ABHOW uses the Mercer Marketplace, with benefits cloud management company Benefitfocus supporting the backend.
“The main goal of this is to make our employees accountable — to take away the handholding of going through enrollment,” explained Karen Fillback, HR specialist for the Miller-Valentine Group, a real estate management company in Dayton, Ohio. But she admitted it’s initially a little scary for both the employer and employees “when you just say, ‘Here’s the link [to the exchange]…and I’ll see you online when you’re done.”
It was initially hard to engage the workforce with the private exchange the first year, they agreed.

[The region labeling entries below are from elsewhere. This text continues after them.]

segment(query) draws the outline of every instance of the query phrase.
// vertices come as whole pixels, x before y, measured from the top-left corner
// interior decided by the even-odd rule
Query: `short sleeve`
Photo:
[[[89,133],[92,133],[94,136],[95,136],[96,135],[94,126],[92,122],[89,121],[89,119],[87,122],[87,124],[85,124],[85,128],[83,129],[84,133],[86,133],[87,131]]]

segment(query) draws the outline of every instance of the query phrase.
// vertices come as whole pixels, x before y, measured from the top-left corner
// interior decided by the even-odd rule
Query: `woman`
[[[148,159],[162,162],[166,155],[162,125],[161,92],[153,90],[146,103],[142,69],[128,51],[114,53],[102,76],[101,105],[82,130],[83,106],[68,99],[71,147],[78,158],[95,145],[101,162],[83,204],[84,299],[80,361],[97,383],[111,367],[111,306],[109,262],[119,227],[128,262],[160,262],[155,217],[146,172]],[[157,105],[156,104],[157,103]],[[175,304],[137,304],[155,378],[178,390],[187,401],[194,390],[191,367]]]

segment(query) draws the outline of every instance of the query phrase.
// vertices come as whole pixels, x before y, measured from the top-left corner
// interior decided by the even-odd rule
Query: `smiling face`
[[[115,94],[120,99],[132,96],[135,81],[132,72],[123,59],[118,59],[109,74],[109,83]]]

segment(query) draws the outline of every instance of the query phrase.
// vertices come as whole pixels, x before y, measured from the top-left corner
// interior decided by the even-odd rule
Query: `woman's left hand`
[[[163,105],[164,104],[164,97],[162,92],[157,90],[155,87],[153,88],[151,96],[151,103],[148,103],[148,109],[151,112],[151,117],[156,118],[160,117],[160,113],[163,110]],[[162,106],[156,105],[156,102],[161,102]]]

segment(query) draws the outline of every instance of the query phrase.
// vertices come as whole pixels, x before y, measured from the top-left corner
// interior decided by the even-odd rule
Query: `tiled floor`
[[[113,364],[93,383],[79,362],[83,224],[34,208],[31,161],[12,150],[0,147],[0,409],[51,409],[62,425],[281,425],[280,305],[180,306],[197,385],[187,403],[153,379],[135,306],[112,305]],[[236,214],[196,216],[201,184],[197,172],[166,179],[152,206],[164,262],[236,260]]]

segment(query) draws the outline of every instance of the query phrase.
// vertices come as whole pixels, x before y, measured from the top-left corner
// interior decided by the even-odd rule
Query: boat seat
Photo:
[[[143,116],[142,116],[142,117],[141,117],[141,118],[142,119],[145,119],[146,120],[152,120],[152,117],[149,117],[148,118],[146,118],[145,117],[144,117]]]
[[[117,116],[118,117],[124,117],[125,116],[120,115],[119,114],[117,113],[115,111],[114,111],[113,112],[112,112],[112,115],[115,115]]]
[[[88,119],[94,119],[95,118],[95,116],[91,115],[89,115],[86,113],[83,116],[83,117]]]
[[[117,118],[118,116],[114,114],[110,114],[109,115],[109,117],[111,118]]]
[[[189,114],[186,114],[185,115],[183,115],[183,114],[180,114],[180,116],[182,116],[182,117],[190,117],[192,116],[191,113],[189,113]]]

But, Gheynst said, her employees are now “thrilled by it.”
“They are excited to have this robust private exchange platform, where they can shop easily and simply,” she said. “The feedback we’re getting validates our experience.” The availability of ancillary benefits is especially attractive, Gheynst said.
The panelists were all quick to praise the brokers they work with in making the exchange successful.
“We would have never considered a private exchange without having our broker pitch it to us,” Limestall said. And they have helped make the transition much more seamless. “Our broker sat down with every employee and helped talk them through [the exchange] process.”
Savings, though, have been hard to quantify, they admitted when pressed by an audience member.
They haven’t yet saved money, and in fact have spent much more on setting up the technology and paying for the private exchange operators.
But that’s to be expected, Fillback explained.
“For us, it’s more of a long-term goal to get self-funded,” she said. “In the long-term, we’re confident we’re going to save money. We want to get our employees involved [in their health care] and see the cost [of coverage]. When they really decide about the health care cost for themselves and that of their family, that will decrease costs over time.”
Miller-Valentine, which employs 745 people in 22 states, uses Liazon for its private exchange.
And as for taking away some of the HR burden? That hasn’t happened fully.
“We remind them they can log into the website all the time,” Limestall said.